Back in August 2011, I put on an MSF jacket for the first time. I started working as nurse
in a Diarrhea Treatment Centre (DTC) in Kurram Agency – one of MSF’s projects in FATA, Pakistan
’s tribal area.
The initial assignment was for three months, but my contract was extended to one year as a result of my performance.
Soon after saying goodbye to Kurram, I joined MSF’s team in Chaman, Balochistan as paediatric nurse in the inpatient department. Unfortunately I had to leave the area just after four weeks due to security concerns.
I was disappointed, and rather saddened. Nonetheless, I was not disheartened.
Women waiting outside a clinic in Chaman, Pakistan. Photo: Sa'adia Khan / MSF
My desire to continue working with MSF was fulfilled the moment I was welcomed by the Timergara team. I felt immense happiness in being able to help people in need.
Early in 2014, I contributed in measles
campaigns in Upper Dir and Timergara. Towards the end of the year, I became a permanent part of Bajaur team - which I still am to this day.
Hard work and commitment helped me climb up the ladder of progress, as I was promoted to nurse supervisor in 2015, and most recently to assistant medical focal point (MFP) for Bajaur. I progressed professionally in an organisation I like - what more I can ask for?
Working for MSF gives me joy and satisfaction, and being in a management position is just like a dream come true
Working for MSF gives me joy and satisfaction, and being in a management position is just like a dream come true.
I now firmly believe that a person always bears the fruits of his honesty and commitment towards work. This is especially true in an organisation like MSF, where hard work never goes wasted.
The Bajaur project is complex. It took the tribal people some time to get back to normal life after years of conflict in the agency and surrounding areas. The situation is not yet completely back to normal, but mostly calm.
In an area which has been a conflict zone for years, the health gaps are evident. Poorer people, who comprise a major part of the population, can’t afford private facilities.
As such, MSF's presence is of great importance for the inhabitants of Bajaur.
Bigrana, a woman from Bajaur, in Pakistan. Photo: Vali Faucheux-Georges / MSF
While we try to improve the quality of care and increase coordination with the Pakistani Ministry of Heath, we hope to also extend the opening times of the stabilisation room to 24 hours – it is currently only open eight hours a day.

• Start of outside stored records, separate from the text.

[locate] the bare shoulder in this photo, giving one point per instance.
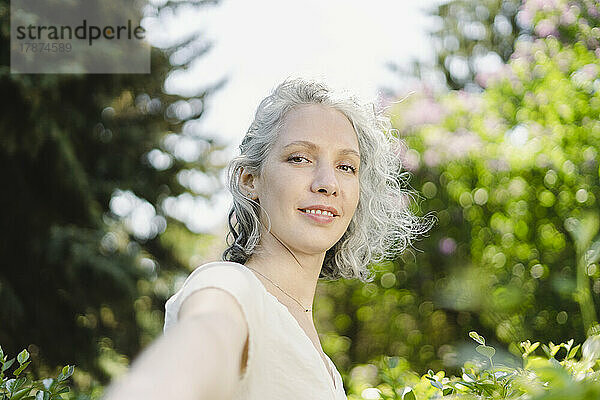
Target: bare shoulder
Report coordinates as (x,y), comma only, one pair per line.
(212,301)
(225,315)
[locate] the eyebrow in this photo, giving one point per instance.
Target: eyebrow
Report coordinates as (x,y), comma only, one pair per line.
(312,146)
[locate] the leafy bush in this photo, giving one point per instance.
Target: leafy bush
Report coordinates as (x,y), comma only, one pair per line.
(542,377)
(24,388)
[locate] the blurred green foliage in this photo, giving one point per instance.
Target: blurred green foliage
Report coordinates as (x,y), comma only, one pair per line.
(81,158)
(539,377)
(22,387)
(512,174)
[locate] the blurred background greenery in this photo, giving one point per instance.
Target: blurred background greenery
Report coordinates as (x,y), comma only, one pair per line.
(508,161)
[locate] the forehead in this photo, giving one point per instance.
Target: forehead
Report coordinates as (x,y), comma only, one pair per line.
(322,125)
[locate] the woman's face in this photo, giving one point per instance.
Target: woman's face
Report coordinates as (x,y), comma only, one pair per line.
(309,182)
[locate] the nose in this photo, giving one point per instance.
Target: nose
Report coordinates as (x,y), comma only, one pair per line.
(325,181)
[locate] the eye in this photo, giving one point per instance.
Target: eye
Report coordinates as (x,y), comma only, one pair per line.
(348,168)
(297,159)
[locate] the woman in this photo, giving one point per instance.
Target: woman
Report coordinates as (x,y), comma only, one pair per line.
(316,193)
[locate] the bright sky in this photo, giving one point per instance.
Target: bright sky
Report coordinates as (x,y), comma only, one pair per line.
(257,44)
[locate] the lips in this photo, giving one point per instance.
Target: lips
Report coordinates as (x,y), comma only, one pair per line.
(320,209)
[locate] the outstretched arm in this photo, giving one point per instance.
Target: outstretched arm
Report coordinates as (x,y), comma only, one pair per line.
(198,358)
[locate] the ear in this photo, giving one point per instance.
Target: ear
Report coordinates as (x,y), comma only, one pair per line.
(248,184)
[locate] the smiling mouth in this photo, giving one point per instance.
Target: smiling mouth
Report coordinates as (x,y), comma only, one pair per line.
(318,212)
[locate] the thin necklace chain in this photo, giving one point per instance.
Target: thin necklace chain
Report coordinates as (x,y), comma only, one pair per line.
(284,292)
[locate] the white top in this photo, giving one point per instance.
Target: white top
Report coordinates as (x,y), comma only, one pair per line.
(282,361)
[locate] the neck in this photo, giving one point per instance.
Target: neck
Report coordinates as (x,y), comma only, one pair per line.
(295,274)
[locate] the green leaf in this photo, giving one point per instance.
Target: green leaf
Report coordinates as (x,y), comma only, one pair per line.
(10,384)
(408,394)
(486,351)
(479,339)
(21,368)
(21,393)
(573,352)
(63,390)
(437,384)
(23,356)
(66,372)
(8,364)
(47,383)
(592,254)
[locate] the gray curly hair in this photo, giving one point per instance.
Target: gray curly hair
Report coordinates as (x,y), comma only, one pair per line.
(382,226)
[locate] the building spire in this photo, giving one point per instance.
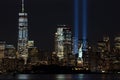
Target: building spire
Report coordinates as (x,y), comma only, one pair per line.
(22,5)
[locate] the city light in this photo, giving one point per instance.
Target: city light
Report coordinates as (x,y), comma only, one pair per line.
(84,23)
(76,25)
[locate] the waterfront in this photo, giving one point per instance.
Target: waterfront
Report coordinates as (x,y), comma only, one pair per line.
(61,77)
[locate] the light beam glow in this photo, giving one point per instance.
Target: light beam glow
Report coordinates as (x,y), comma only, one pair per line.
(76,24)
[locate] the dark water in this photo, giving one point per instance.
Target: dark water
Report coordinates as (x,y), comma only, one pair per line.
(61,77)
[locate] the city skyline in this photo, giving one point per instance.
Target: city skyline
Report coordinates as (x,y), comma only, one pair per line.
(45,15)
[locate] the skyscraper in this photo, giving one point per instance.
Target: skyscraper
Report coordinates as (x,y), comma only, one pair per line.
(63,41)
(23,34)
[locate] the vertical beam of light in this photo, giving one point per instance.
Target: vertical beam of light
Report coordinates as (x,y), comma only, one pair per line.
(76,24)
(84,25)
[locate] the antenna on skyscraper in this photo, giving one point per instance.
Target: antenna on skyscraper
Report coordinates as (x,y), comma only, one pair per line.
(22,5)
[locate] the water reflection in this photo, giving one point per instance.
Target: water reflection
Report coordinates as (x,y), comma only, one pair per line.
(61,77)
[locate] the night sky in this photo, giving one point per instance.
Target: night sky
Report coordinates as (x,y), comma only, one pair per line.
(44,15)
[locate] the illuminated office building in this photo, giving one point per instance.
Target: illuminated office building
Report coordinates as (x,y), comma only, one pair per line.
(117,42)
(63,42)
(23,35)
(2,49)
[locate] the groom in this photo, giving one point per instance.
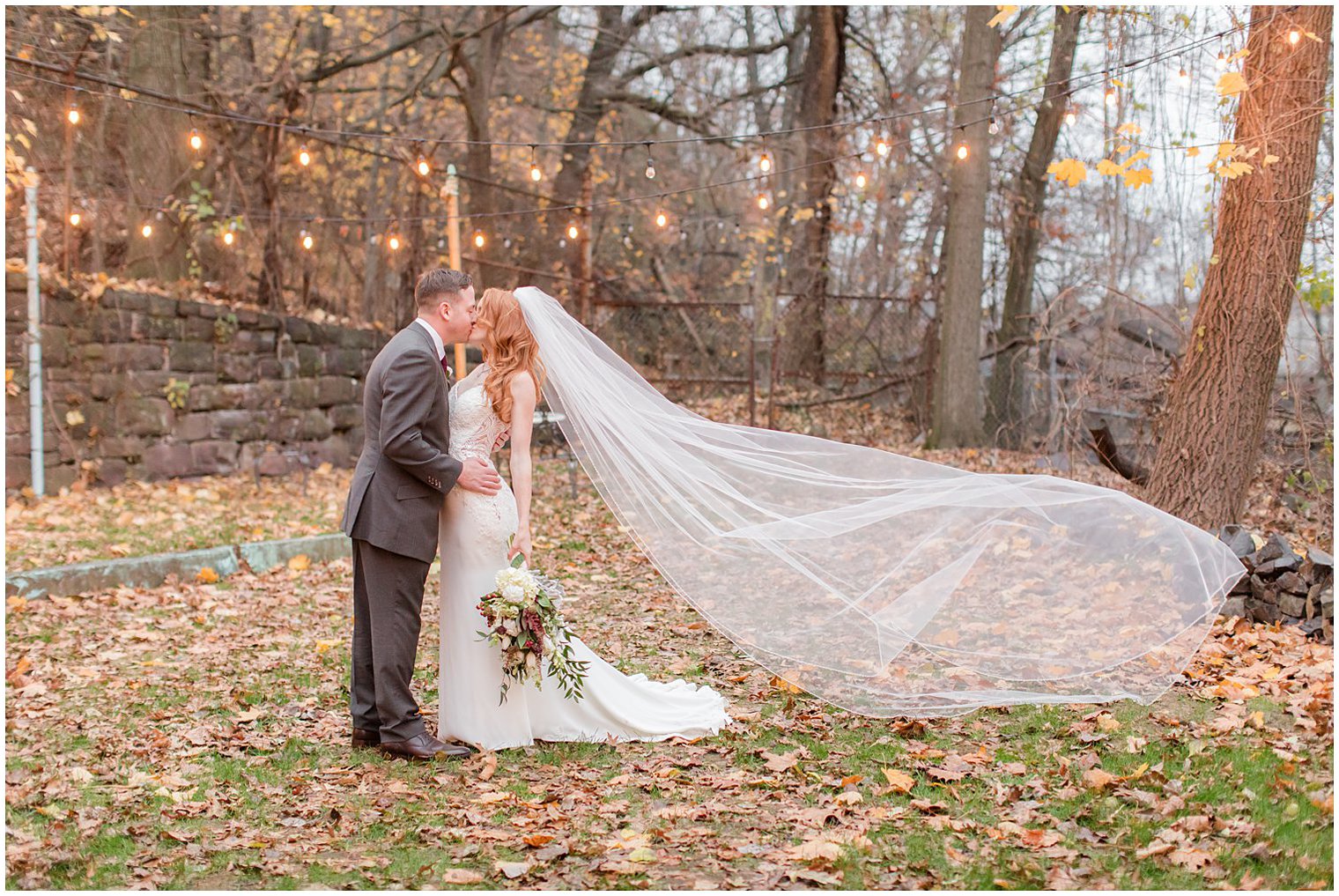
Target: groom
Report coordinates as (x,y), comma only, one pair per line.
(393,512)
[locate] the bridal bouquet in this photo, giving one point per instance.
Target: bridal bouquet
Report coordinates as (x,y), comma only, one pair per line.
(525,622)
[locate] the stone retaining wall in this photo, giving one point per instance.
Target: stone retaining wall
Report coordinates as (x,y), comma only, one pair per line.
(144,388)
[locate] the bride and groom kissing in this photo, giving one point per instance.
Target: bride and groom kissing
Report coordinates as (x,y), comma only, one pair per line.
(424,485)
(887,586)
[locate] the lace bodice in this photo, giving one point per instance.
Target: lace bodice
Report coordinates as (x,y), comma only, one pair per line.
(474,425)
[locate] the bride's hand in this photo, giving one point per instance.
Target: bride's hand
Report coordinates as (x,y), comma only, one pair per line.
(522,544)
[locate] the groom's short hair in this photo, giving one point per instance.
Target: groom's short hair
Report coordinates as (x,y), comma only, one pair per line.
(440,285)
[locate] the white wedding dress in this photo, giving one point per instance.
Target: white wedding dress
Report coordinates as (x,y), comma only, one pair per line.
(474,532)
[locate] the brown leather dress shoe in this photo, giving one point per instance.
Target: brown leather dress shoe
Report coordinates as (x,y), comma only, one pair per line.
(425,748)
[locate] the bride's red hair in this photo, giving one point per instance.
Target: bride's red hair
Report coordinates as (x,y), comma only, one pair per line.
(510,349)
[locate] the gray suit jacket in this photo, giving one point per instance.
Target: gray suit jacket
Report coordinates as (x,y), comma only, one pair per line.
(404,469)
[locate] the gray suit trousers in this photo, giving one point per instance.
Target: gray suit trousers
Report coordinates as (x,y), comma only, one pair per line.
(388,604)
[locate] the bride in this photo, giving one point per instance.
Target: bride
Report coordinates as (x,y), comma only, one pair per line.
(499,396)
(884,584)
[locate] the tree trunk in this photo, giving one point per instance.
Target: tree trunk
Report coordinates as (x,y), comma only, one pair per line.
(479,64)
(167,54)
(1004,407)
(1213,426)
(612,35)
(806,264)
(958,388)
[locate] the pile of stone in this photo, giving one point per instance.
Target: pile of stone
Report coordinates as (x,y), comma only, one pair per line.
(1282,586)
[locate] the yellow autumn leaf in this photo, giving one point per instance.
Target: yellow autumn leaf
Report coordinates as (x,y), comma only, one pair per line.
(1231,84)
(1002,17)
(1070,170)
(1137,157)
(899,781)
(1138,177)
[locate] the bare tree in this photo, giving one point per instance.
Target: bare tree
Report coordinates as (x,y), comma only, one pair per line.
(958,388)
(1210,441)
(1006,402)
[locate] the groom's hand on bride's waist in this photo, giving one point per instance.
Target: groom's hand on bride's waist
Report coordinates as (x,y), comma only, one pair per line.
(478,476)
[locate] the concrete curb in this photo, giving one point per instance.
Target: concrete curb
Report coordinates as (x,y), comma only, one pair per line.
(152,571)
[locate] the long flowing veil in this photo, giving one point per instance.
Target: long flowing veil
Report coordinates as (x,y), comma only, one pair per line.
(884,584)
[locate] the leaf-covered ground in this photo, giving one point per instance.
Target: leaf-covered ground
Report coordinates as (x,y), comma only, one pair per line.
(196,736)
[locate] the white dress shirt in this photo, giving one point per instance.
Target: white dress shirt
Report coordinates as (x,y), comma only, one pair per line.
(437,337)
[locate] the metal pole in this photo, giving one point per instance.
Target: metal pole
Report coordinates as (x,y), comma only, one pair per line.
(39,471)
(453,245)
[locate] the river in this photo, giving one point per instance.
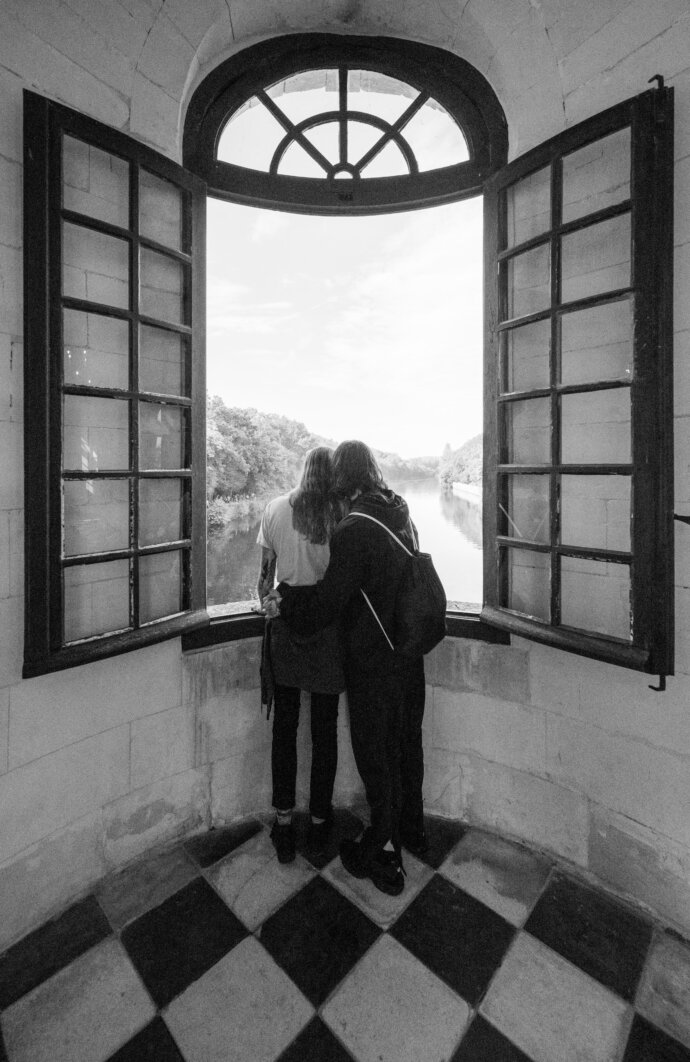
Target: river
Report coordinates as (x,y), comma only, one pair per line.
(450,529)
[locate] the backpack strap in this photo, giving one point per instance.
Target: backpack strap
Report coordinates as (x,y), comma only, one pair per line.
(393,535)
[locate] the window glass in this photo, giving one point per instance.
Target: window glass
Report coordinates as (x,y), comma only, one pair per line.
(596,512)
(96,433)
(524,578)
(95,183)
(597,343)
(96,349)
(96,267)
(596,596)
(596,427)
(96,515)
(97,599)
(597,175)
(596,259)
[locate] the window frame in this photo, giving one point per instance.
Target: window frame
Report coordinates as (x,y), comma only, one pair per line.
(45,646)
(650,117)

As such, my new role of assistant medical focal point demands a lot of responsibility. I am up for this challenge.
The project is complex, but also unique in some ways. It has been run by national staff since its opening; we luckily get support from international staff based in Timergara.
I am sure that with support of my team and colleagues, we will continue to run medical activities smoothly and effectively.
Working with vulnerable communities gave me more sense of humanity and humanitarian values
On a personal level, working with MSF has not only helped me in professional development and enhancing skills, it actually helped me become a better human being.
Being a medic, I deal with the public every second, and this job has taught me how to be gentle with people even in the toughest of situation.
Working with vulnerable communities actually gave me more sense of humanity and humanitarian values.
I now feel more flexibility in my personality, because my job asks for flexibility with my duty timings and work. While we often deal with security situations, the MSF work taught me how to keep spirits high and continue helping people in hard times.
It is satisfying to treat people in Bajaur where they literally have no other option to go. I feel pride in being a member of the worldwide MSF team.